Le Groupe de la Banque mondiale a approuvé la quatrième phase du Programme pour la résilience des systèmes alimentaires en Afrique (FSRP). Ce financement de 46 millions de dollars, alloué au Centre international de physiologie et d’écologie des insectes (ICIPE), vise à renforcer la sécurité alimentaire et à stimuler la création d’emplois dans six pays stratégiques : le Sénégal, le Mali, le Ghana, l’Éthiopie, le Kenya et la Zambie.
Cette nouvelle phase, dénommée AICCRA-FSRP4, prévoit de toucher plus de 1,5 million d’agriculteurs et d’acteurs des systèmes alimentaires sur le continent. Le programme s’appuie sur les acquis des phases précédentes qui ont déjà permis de réduire l’insécurité alimentaire de 30 % dans les zones ciblées. Pour cette étape, l’accent est mis sur le déploiement d’innovations à fort impact, notamment des variétés de riz et de maïs résistantes à la sécheresse, des plateformes numériques de conseil climatique et des systèmes d’irrigation alimentés par l’énergie solaire. L’objectif est d’amener plus de 250 000 agriculteurs à adopter ces technologies climato-intelligentes.
Au-delà de la productivité, le projet place l’entrepreneuriat et l’agritech au centre de sa stratégie, l’agriculture employant 52 % de la main-d’œuvre africaine.
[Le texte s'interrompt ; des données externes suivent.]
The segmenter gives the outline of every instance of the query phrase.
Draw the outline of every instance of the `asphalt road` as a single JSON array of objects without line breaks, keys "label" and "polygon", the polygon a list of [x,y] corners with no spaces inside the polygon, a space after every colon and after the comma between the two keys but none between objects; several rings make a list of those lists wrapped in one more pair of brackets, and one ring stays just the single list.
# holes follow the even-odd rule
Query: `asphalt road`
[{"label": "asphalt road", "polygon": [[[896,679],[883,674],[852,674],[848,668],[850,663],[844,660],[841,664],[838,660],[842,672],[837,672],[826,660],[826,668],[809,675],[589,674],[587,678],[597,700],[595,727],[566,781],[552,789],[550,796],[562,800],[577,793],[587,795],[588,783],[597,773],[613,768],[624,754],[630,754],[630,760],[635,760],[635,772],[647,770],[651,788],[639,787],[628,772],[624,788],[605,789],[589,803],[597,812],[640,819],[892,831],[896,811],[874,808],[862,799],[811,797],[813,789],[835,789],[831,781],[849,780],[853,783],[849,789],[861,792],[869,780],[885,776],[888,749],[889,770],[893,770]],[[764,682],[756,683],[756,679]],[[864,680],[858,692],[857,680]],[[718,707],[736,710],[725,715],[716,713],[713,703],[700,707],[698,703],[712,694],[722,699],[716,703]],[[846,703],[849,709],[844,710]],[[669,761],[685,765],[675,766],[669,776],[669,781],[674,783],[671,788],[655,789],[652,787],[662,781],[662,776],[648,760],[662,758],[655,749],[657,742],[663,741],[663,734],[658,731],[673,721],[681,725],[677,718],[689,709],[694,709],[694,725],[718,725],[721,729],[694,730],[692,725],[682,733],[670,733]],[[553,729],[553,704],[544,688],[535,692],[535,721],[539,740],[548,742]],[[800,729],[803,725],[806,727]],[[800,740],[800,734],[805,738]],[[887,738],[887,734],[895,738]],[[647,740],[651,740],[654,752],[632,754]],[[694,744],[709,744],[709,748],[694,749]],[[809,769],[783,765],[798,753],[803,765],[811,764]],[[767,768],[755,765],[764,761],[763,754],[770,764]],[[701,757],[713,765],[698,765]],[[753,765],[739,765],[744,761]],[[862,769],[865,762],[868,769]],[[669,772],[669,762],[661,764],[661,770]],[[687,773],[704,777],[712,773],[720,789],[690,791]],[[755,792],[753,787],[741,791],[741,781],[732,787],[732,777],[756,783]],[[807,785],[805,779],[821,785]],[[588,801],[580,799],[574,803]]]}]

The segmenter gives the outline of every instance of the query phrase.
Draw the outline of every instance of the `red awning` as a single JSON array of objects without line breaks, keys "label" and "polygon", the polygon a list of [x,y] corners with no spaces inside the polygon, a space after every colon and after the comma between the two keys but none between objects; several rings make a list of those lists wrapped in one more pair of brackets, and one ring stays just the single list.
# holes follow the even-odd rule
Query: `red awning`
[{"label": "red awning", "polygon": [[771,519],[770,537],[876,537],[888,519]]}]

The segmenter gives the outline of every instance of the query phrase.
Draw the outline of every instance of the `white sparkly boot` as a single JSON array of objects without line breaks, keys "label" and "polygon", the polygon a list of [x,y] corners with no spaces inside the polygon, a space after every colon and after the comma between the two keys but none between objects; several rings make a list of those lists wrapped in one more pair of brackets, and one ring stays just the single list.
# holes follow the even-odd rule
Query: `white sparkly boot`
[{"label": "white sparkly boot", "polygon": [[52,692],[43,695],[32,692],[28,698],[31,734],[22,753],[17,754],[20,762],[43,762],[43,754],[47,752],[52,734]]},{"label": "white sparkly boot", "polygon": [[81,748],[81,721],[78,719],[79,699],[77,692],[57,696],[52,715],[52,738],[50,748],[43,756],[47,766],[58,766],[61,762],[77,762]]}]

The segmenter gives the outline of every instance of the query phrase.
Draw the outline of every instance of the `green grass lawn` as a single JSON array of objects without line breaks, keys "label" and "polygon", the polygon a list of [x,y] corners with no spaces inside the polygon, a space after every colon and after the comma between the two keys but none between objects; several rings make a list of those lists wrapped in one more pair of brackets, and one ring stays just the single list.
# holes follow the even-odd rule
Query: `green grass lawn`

Pour dynamiser le secteur privé, l’initiative soutiendra 150 projets d’entreprise, renforcera25 incubateurs et accélérateurs, et visera la mobilisation de 16,5 millions de dollars de capitaux privés. Des partenariats avec des institutions de premier plan, comme l’Université Mohammed VI Polytechnique (UM6P) au Maroc, permettront de stimuler l’innovation tirée par le marché.
La structure régionale du programme reste un pilier essentiel pour son efficacité. Au moins huit institutions nationales et régionales, dont le CORAF et AGRHYMET, seront renforcées pour améliorer les systèmes de données agricoles et la prise de décision climatique. Comme le souligne la Banque mondiale, cette approche transfrontalière permet de réduire les doubles emplois et d’accélérer le transfert d’innovations entre les pays membres. En généralisant ces solutions, le programme offre aux femmes et aux jeunes les moyens de devenir plus compétitifs face aux chocs climatiques tout en créant des emplois durables dans les chaînes de valeur agroalimentaires.
Source : Communiqué officiel du Groupe de la Banque mondiale, Washington, 26 mars 2026.